Time is of the essence in tunnel-toll proposal

Time-varying tunnel tolls - higher at peak hours and lower during off-peak - should be introduced to reduce congestion, DAB lawmaker Ben Chan Han-pan says. Chan suggested that system should be introduced when the franchise at Western Harbour Crossing ends in 2023 and Tai Lam Tunnel...

Carine Chow

Thursday, September 23, 2021

Time-varying tunnel tolls - higher at peak hours and lower during off-peak - should be introduced to reduce congestion, DAB lawmaker Ben Chan Han-pan says.

Chan suggested that system should be introduced when the franchise at Western Harbour Crossing ends in 2023 and Tai Lam Tunnel expires in 2025.

By charging more during peak hours and less when the traffic is not so congested for the three harbor tunnels - Cross Harbour Tunnel, Eastern Harbour Crossing and Western Harbour Crossing - can encourage the public to avoid using them during rush hours, he said.

Rush hours are usually from 7.30am to 9.30am and from 6pm to 8pm.

"We hope this plan can stretch out the overall traffic flow," he said.

The government proposed a toll adjustment plan in 2019 in which fees for cars at Cross Harbour Tunnel and Eastern Harbour Crossing could rise from HK$20 and HK$25 to HK$40 and fall from HK$70 to HK$50 at Western Harbor Crossing.

The plan was later withdrawn due to a lack of sufficient support from the Legislative Council.

Chan said it is not a good suggestion to just cut the costs of the two private tunnels, Western Harbour Crossing and Tai Lam Tunnel, when they become public.

This is because when the tolls decrease, all vehicles could use the two tunnels, leading to congestion, Chan said.

He also hoped authorities would look into the fare exemption for Shing Mun and Tseung Kwan O tunnels during nonrush hours.

Chan also proposed building a parking-interchange at major roads and the three harbor tunnels with supermarkets, restaurants and banks. This, he said, would encourage private car owners to park at the tunnels and switch to public transportation if they wish to cross the harbor, thereby easing traffic congestion.

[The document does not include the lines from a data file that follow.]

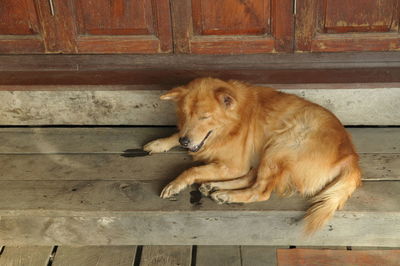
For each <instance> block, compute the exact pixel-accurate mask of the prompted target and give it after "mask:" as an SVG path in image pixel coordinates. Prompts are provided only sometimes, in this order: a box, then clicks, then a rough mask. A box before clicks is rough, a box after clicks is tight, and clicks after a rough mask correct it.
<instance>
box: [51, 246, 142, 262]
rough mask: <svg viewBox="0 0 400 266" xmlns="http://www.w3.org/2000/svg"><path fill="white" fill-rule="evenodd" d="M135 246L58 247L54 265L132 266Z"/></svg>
mask: <svg viewBox="0 0 400 266" xmlns="http://www.w3.org/2000/svg"><path fill="white" fill-rule="evenodd" d="M135 255H136V246H86V247H67V246H61V247H58V249H57V253H56V255H55V257H54V260H53V264H52V265H54V266H70V265H84V266H110V265H113V266H114V265H115V266H132V265H133V262H134V260H135Z"/></svg>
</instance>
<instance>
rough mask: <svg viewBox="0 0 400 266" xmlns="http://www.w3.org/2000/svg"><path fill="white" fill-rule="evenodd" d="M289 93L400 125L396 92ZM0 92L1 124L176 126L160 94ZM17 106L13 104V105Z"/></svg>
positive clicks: (101, 91)
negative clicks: (140, 125) (160, 98)
mask: <svg viewBox="0 0 400 266" xmlns="http://www.w3.org/2000/svg"><path fill="white" fill-rule="evenodd" d="M292 88H293V86H291V89H288V90H285V89H282V91H285V92H288V93H293V94H297V95H299V96H301V97H304V98H306V99H308V100H311V101H312V102H315V103H317V104H320V105H322V106H323V107H325V108H327V109H329V110H330V111H332V112H333V113H334V114H335V115H336V116H337V117H338V118H339V119H340V120H341V121H342V123H343V124H345V125H400V113H399V112H397V109H398V102H399V100H400V88H376V89H369V88H364V89H361V88H357V89H335V90H322V89H292ZM65 89H66V91H1V90H0V99H1V101H2V103H3V104H2V105H1V106H0V125H175V123H176V122H175V121H176V117H175V109H174V106H173V104H172V103H171V102H166V101H161V100H160V99H159V96H160V95H161V94H162V93H163V92H164V91H159V90H152V91H146V90H137V91H126V90H123V91H69V90H67V89H68V87H65ZM16 103H18V104H16Z"/></svg>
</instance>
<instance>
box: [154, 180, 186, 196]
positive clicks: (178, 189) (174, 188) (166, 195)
mask: <svg viewBox="0 0 400 266" xmlns="http://www.w3.org/2000/svg"><path fill="white" fill-rule="evenodd" d="M185 187H186V184H183V183H180V182H177V181H176V180H174V181H172V182H171V183H169V184H168V185H167V186H166V187H165V188H164V189H163V190H162V192H161V195H160V197H161V198H163V199H168V198H172V197H174V196H176V195H177V194H178V193H179V192H180V191H181V190H183V189H184V188H185Z"/></svg>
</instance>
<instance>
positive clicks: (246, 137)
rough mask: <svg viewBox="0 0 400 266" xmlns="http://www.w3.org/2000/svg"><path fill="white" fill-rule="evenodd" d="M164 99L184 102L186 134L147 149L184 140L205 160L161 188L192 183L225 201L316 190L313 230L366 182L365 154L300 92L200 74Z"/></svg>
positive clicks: (188, 169)
mask: <svg viewBox="0 0 400 266" xmlns="http://www.w3.org/2000/svg"><path fill="white" fill-rule="evenodd" d="M161 99H165V100H174V101H176V104H177V107H178V108H177V113H178V118H179V123H178V128H179V133H176V134H174V135H172V136H170V137H168V138H164V139H159V140H155V141H152V142H150V143H148V144H147V145H145V147H144V149H145V150H147V151H149V152H150V153H155V152H164V151H167V150H169V149H171V148H172V147H174V146H177V145H179V142H181V143H183V145H184V146H185V147H187V148H188V149H189V150H191V152H190V154H191V155H192V156H193V157H194V159H195V160H199V161H203V162H205V163H206V164H205V165H203V166H198V167H193V168H191V169H188V170H186V171H185V172H183V173H182V174H181V175H180V176H178V177H177V178H176V179H175V180H174V181H172V182H171V183H170V184H168V185H167V186H166V187H165V188H164V190H163V191H162V193H161V197H162V198H169V197H171V196H173V195H174V194H176V193H179V192H180V191H181V190H182V189H184V188H185V187H187V186H188V185H191V184H193V183H199V184H202V185H201V186H200V191H201V192H202V193H203V194H204V195H207V196H210V197H211V198H212V199H213V200H215V201H216V202H218V203H233V202H242V203H247V202H255V201H264V200H268V199H269V197H270V195H271V192H272V191H276V192H277V193H278V194H280V195H283V196H287V195H291V194H292V193H293V192H295V191H297V192H299V193H300V194H301V195H305V196H312V199H311V203H312V205H311V207H310V209H309V210H308V211H307V214H306V217H305V220H306V228H305V229H306V232H307V233H312V232H314V231H315V230H317V229H319V228H321V227H322V226H323V225H324V224H325V222H326V221H327V220H328V219H329V218H330V217H331V216H332V215H333V213H334V212H335V210H336V209H340V208H341V207H342V206H343V205H344V203H345V202H346V200H347V199H348V197H349V196H350V195H351V194H352V193H353V191H354V190H355V189H356V187H357V186H359V185H360V184H361V179H360V175H361V174H360V169H359V166H358V156H357V154H356V152H355V150H354V147H353V145H352V143H351V139H350V136H349V134H348V133H347V132H346V131H345V129H344V127H343V126H342V124H341V123H340V122H339V120H338V119H337V118H336V117H335V116H334V115H333V114H332V113H331V112H329V111H328V110H326V109H324V108H323V107H321V106H319V105H317V104H314V103H311V102H309V101H306V100H304V99H302V98H300V97H297V96H295V95H291V94H286V93H282V92H278V91H276V90H274V89H271V88H266V87H260V86H252V85H248V84H245V83H242V82H239V81H227V82H225V81H222V80H219V79H214V78H200V79H196V80H194V81H192V82H190V83H189V84H188V85H186V86H182V87H178V88H175V89H172V90H170V91H169V92H167V93H166V94H165V95H163V96H161Z"/></svg>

Parking facilities should be built at Tai Lam Tunnel, Lantau Link, Ma Liu Shui and Siu Lam, as well as near the harbor tunnels.

"The railway system is the backbone of Hong Kong's public transport, but as many lines of the MTR are nearly full, people may opt to drive private cars instead, which causes congestion," he said.

Chan said congestion will get worse as more people move into new developments in the northern New Territories.

Hong Kong currently has four prioritized development areas, including Hung Shui Kiu, Kwu Tung North/Fan Ling North new development areas, and San Tin/Lok Ma Chau Development Node.

Chan stressed he supports splitting the Transport and Housing Bureau into two as this would allow officials to devote more resources to tackle transport problems.

"Transportation is the most important part when people are moving northward," he said.

A spokesman for the bureau said it would consider the proposals, but noted that the government has already adopted a multipronged approach to tackle the traffic problem, including improving transportation infrastructure and expanding the public transport system.

Free-flow tolling systems will be rolled out at all government tolled tunnels and the Tsing Sha Control Area from the end of next year to facilitate the smart mobility initiatives, he said.